Transformacja firmy obejmuje też m.in. przechodzenie w możliwie jak największym stopniu do chmury, co ma znacząco poprawić efektywność. Dla partnerów Paybacku, m.in. dużych firm handlowych, tempo zdobywania informacji jest bardzo istotne, a dziennie przetwarza on ponad 350 tys. transakcji.
— Do ich szybkiej i skutecznej analizy od lat wykorzystujemy sztuczną inteligencję, starając się zapewnić jak najbardziej precyzyjne możliwości spersonalizowanej komunikacji z klientami. Dbamy o zależność win-win: konsumenci dostają benefit w postaci rabatów oraz punktów, a firmy zwiększają obroty przy zoptymalizowanym budżecie marketingowym na działania lojalnościowe — mówi Marcin Pilarski.
W aplikacji Payback będą pojawiały się nowe funkcjonalności.
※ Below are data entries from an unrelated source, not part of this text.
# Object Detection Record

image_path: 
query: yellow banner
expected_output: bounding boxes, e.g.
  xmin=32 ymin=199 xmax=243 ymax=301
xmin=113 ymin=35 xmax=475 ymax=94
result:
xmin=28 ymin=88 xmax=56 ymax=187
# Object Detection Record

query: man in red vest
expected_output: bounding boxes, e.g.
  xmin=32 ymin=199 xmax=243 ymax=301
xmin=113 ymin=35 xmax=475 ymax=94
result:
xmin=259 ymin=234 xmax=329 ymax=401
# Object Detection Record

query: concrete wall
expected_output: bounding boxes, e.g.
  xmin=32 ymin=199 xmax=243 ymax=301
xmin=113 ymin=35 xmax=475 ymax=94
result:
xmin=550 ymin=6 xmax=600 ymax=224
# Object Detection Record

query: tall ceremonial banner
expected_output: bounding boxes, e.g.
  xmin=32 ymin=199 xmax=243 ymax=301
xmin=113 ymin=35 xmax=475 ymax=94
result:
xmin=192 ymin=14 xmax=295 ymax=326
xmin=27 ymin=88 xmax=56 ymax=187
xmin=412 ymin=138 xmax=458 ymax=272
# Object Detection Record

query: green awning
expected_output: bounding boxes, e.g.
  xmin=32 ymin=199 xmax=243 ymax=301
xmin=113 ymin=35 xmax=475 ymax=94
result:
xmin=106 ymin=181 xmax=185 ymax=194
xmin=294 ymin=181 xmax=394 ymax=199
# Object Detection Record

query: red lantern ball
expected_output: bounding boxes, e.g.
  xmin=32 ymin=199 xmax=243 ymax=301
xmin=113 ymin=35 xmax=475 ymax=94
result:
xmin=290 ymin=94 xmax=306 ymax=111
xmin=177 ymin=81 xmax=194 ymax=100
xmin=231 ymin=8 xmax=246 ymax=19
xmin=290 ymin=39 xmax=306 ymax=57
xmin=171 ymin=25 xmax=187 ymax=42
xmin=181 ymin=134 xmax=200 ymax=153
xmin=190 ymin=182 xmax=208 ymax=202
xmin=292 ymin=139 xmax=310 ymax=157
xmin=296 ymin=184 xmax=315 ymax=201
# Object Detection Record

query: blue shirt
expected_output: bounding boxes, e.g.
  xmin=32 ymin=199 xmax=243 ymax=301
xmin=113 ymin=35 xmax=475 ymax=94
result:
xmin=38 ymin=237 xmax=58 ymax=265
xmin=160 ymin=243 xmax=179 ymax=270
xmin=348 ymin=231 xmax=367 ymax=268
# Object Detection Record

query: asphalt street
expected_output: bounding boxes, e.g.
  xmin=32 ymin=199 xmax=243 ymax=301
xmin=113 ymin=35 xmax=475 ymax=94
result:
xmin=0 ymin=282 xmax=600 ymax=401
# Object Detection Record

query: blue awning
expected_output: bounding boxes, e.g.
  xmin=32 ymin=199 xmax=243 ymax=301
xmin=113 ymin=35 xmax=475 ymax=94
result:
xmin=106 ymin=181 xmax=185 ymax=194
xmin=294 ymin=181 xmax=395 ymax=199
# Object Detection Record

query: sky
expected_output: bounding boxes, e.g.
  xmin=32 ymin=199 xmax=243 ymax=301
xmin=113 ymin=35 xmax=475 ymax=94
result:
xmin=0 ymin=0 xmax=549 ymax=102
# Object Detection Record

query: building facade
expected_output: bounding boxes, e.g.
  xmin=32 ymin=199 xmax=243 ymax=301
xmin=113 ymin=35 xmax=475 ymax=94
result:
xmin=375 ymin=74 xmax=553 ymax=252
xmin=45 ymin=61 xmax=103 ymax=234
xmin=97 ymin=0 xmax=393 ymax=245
Od lipca stanie się agregatorem wszystkich programów lojalnościowych działających w Polsce, zarówno w modelu offline, jak też online.
Payback podkreśla, że mniej więcej dwóch na trzech Polaków deklaruje przynależność do więcej niż jednego programu lojalnościowego, zmienia się natomiast intensywność korzystania z nich.
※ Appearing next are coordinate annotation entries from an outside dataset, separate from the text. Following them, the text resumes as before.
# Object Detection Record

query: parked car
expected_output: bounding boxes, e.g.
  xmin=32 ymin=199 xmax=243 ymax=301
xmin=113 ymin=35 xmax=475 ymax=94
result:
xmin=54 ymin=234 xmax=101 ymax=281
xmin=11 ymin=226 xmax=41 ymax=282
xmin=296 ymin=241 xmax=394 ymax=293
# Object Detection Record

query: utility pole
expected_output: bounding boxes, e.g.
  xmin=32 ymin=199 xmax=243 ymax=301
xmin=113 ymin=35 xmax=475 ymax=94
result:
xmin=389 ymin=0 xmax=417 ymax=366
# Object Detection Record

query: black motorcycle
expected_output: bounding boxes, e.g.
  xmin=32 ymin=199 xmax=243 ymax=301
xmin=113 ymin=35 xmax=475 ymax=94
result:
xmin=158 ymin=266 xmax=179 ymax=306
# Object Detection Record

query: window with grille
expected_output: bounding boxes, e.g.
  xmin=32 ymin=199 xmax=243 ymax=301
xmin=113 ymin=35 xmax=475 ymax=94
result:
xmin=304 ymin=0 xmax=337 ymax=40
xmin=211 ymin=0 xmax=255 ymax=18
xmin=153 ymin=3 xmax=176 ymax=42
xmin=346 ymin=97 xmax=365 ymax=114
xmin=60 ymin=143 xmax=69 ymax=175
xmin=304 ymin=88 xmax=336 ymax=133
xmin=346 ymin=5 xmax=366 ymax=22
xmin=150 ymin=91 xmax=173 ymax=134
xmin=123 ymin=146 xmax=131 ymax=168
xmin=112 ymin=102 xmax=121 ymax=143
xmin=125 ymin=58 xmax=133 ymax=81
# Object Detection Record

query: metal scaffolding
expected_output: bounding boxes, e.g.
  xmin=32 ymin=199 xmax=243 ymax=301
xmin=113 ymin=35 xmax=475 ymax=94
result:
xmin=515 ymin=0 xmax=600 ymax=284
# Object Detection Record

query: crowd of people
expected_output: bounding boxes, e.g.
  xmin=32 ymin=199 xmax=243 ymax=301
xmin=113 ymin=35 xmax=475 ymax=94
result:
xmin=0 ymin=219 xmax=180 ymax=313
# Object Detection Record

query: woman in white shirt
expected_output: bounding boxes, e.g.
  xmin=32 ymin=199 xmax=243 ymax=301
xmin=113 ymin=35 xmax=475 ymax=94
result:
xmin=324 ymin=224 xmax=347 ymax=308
— W ciągu trzech lat skłonność do wykorzystywania punktów Payback w trakcie zakupów w celu obniżenia ceny wzrosła w niektórych obszarach nawet o 66 proc. Konsumenci przywiązują coraz większą wagę do niskich cen i jakości oferty, a jeżeli nie mają wyraźnej korzyści w postaci rabatu i oferty punktowej, to stają się coraz mniej lojalni — mówi Marcin Pilarski.
Jego zdaniem dobry program lojalnościowy nie ogranicza się do jednorazowych rabatów, bo po ich wykorzystaniu łatwo o nim zapomnieć, natomiast wprowadzenie punktów nie tylko lojalizuje klienta, ale też przynosi wymierne oszczędności.
— Konsumenci nie zużywają mniej więcej 20 proc. wszystkich wydanych punktów, a tylko połowę wykorzystują w roku wygenerowania, pozostałe dopiero w kolejnych latach. Ten mechanizm zapewnia firmom m.in. bardzo dużą przewagę w zarządzaniu przepływami pieniężnymi — twierdzi Marcin Pilarski.